Thursday, January 27, 2011

When Something Good Can be a Burden

There are many Catholics in Korea who feel an extra burden when someone in the family is in religious life. The writer on spirituality in the Catholic Times discusses this often troubling situation. 

The pressure they feel is many times more than what others are likely to feel because of what they see as a deterrent in doing what they feel they should. When living in an impossible situation, liked a failed marriage where divorce seems out of the question, they are depressed not knowing what to do  because they have a religious in the family.

And there are difficulties not only with divorce. When there is a suicide in the family, an abortion, a mental problem, they have difficulty talking about it with others because of the self-imposed  burden. It is something that they brood over and speak about only within the family circle.

Yes, it is a fact, says our writer, that those with religious in the family are faced with pressures that others don't have. Even if they are not living an exemplary life they are concerned about what others will be thinking, and it affects their life. The religious person may tell the family to go about their lives and forget about having a religious in the family, but these are just words and do little to relieve them of their concerns. 

There are times when a  priest or a religious, even though choosing the life he wanted, has difficulties of his own; where can he go to complain? Often, during vacation or when free he can go home and unburden himself with the family. He can then give vent to his irritation, complain, lose his temper and find relief in the family. The family also has to endure these outbursts and pray that he continues in his calling.

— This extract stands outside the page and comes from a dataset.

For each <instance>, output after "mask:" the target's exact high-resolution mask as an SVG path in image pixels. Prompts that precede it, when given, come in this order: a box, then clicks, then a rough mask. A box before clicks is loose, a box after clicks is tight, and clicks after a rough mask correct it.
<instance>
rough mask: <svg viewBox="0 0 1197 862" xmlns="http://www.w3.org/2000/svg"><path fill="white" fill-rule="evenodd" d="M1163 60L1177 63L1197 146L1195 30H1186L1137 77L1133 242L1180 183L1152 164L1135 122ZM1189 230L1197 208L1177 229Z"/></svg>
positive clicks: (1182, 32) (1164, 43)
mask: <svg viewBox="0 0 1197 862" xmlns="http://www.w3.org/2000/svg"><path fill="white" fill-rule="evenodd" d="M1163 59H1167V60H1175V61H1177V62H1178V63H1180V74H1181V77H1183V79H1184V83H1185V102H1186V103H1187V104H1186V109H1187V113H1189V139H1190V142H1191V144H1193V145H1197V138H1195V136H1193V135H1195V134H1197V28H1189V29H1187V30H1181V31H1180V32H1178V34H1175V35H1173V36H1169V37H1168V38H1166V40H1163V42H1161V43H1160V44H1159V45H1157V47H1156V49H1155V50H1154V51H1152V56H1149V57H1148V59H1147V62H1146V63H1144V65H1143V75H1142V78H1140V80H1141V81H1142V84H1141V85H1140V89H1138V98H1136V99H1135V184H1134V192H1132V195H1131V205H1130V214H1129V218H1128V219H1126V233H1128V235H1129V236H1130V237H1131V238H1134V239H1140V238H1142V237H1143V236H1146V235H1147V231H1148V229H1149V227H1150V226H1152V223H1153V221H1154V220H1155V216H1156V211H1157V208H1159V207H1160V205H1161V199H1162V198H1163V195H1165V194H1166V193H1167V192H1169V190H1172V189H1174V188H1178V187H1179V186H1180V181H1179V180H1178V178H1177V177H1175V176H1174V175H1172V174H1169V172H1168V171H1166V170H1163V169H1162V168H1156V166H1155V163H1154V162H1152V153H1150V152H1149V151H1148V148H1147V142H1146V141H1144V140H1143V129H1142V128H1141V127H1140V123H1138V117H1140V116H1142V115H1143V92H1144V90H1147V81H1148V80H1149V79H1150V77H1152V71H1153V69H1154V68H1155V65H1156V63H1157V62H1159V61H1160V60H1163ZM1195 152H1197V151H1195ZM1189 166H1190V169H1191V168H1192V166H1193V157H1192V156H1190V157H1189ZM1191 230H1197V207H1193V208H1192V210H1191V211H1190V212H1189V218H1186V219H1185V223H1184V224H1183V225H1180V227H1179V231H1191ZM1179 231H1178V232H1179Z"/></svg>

The writer figures that with the number of priests and religious in Korea, the  immediate families would be about 100,000. If  you include the close relations the numbers would be much larger. Having a person devoted to this way of life, though most often a cause of joy, can at times bring pain. All this may be overcome with prayer, and these  efforts deserve our applause.

He feels that there should not be a burden on others in these situations. Those who are neighbors or friends of these families should  pray for their happiness and relate with them naturally, casting  away all uneasiness. Though the writer knows it may not be that easy, with right effort and prayer he knows it can be done.